William has a broad background as a scholar and a practitioner. He has practiced in Zen, Tibetan, and Theravāda traditions. As a scholar, William’s work engages Buddhist studies, environmental humanities, and philosophy. William’s recent publications have addressed Śāntideva’s approach to mindfulness and ethics; Buddhism, happiness, and the social science of meditation; phenomenology, climate change, and the ethics of difference; the role of Buddhism in B. R. Ambedkar’s political thought; B. R. Ambedkar’s Buddhist approach to violence, nonviolence, and antiviolence; Buddhism and the environment; the role of faith in Indian Buddhist literature on the path; and Buddhist practice and the limits of language. William has also published on other themes and figures in Western and Buddhist thought, including place-based pedagogy; Emmanuel Levinas on suffering and compassion, language, responsibility, and his reading of Dostoevsky; truth in art; animals, deep ecology; Nāgārjuna; Candrakīrti; and Dharmakīrti.

For an overview of some of William’s scholarly interests, see this 2018 interview on his work with 3: AM Magazine and this interview on the Imperfect Buddhist podcast.

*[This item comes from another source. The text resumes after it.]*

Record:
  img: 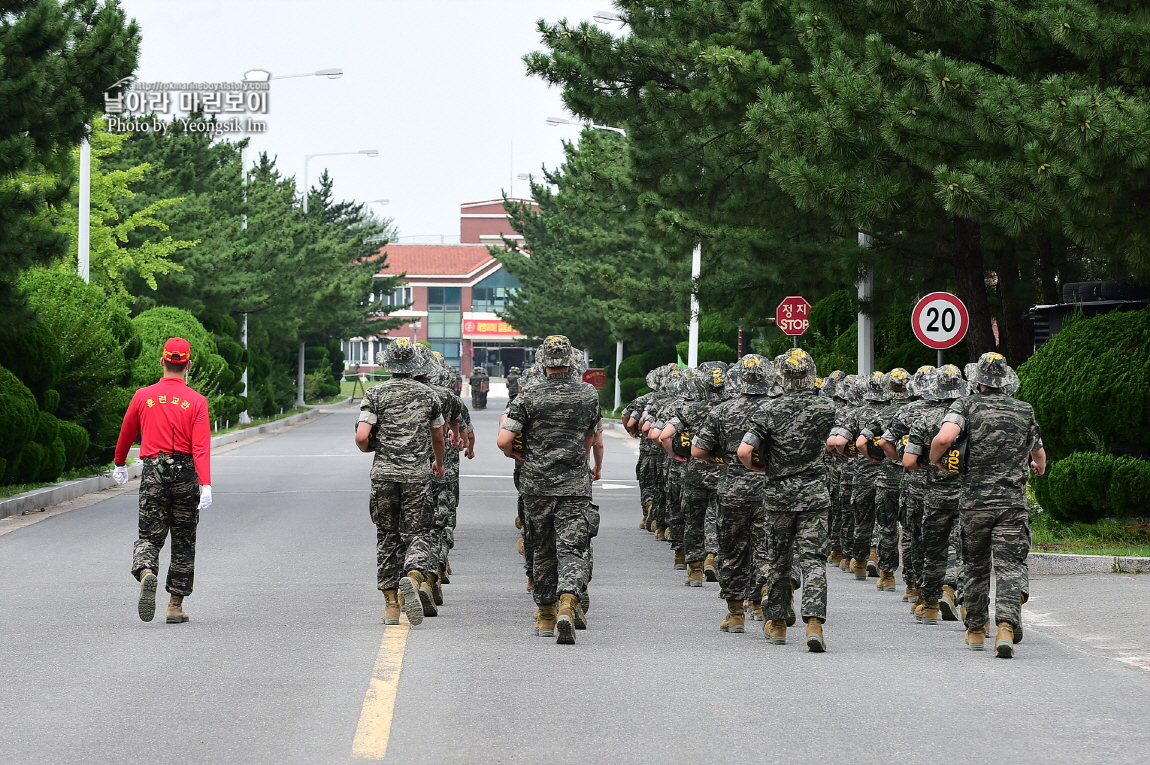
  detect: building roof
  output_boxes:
[368,244,496,277]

For his reflections on B. R. Ambedkar for Indian Buddhist practitioners, see this interview with William that was broadcast on Indian television. And here is something William wrote on why contemporary thought from outside Buddhist traditions is beneficial for practicing Buddhists.

The Routledge Handbook of Indian Buddhist Philosophy (2022)
Buddhist Philosophy: Essential Readings (2009)
Oxford Handbook of World Philosophy (2011)
Facing Nature: Levinas and Environmental Thought (2012)

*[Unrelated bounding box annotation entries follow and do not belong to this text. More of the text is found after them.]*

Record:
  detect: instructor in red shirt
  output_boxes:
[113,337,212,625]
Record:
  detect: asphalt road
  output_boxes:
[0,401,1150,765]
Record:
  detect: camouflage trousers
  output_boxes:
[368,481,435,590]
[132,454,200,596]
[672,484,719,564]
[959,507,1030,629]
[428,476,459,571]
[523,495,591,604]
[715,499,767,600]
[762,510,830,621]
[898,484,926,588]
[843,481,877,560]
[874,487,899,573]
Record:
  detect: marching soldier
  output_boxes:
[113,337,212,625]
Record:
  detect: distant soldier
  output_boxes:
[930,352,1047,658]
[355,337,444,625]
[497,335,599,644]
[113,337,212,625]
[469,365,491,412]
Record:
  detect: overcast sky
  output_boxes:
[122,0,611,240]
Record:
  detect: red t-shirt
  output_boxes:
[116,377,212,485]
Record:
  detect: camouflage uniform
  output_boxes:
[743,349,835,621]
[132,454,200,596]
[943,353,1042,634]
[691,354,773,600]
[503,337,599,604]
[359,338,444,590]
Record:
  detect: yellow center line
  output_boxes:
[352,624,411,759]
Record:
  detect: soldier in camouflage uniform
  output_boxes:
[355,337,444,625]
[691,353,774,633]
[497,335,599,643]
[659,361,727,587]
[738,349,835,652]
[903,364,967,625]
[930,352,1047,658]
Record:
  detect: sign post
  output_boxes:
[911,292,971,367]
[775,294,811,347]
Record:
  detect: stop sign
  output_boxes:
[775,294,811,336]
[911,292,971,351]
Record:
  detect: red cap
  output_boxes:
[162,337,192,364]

For more than a decade William served as co-editor of the journal Environmental Philosophy and he has served on the editorial board for a number of other journals, including the Journal of Buddhist Philosophy, Sophia, and Comparative and Continental Philosophy.  William was Co-Director and, for seven years, Chair of the Board of the International Association of Environmental Philosophy for seven years.  Closer to home, William is the principal scholar of the Brattleboro Words Trail, a project funded by the National Endowment for the Humanities to build community through collaborative humanities work by supporting people to connect more deeply with the places they share. 

William’s projects have been supported by grants from a number of organizations, including the Templeton Foundation, the Lenz Foundation, the National Endowment for the Humanities, the Japan Studies Association, the Sachen Foundation, and the Hemera Foundation.

William is often invited to speak at colleges and universities in North America, Europe, and Asia.

He lives on a homestead with his family in southeastern Vermont.